Measurement of DNA fragmentation in lung cancer cell line
The results of DNA fragmentation in A549 determination as presented in Table 8 and Fig. 7 showed that negative samples of A549 exhibited a significant decrease (P < 0.01) in DNA fragmentation rates compared with those in 8 and doxorubicin-treated samples. However, treated A549 samples showed a significant reduction in the DNA fragmentation values (P < 0.01) compared with negative control.
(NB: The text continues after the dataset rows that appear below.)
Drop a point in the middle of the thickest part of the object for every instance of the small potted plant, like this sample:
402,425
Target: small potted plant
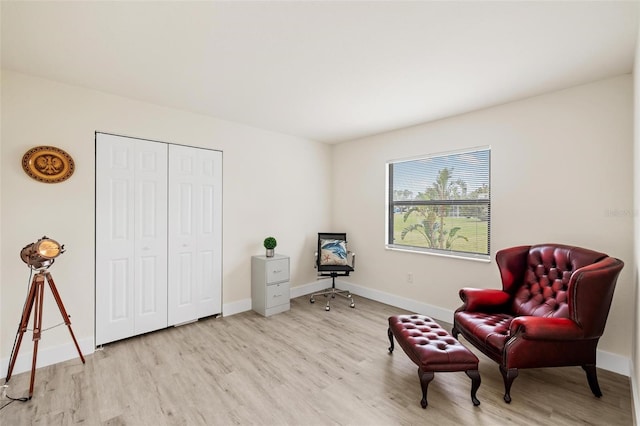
270,243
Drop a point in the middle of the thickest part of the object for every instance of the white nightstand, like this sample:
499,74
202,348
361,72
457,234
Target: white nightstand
270,284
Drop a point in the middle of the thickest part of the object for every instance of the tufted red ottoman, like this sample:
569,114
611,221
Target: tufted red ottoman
432,349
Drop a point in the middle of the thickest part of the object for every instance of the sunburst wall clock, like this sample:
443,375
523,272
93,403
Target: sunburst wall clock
48,164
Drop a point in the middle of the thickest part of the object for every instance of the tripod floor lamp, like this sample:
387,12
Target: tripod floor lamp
39,256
Moreover, the highest value of DNA fragmentation was observed in 8 much more than those in doxorubicin-treated cells.
DNA fragmentation detected with Agarose gel in (a) PACA2 (lane 1: negative control, lane 2: 7, lane3: 15, lane 4: positive control); (b) PC3 (lane 1: negative control, lane 2: 7, lane 3: positive control); (c) A549 (lane 1: negative control, lane 2: 8, lane 3: positive control); (d) HCT116 (lane 1: negative control, lane 2: 7, lane 3: 9, lane 4: positive control), M: represent DNA marker.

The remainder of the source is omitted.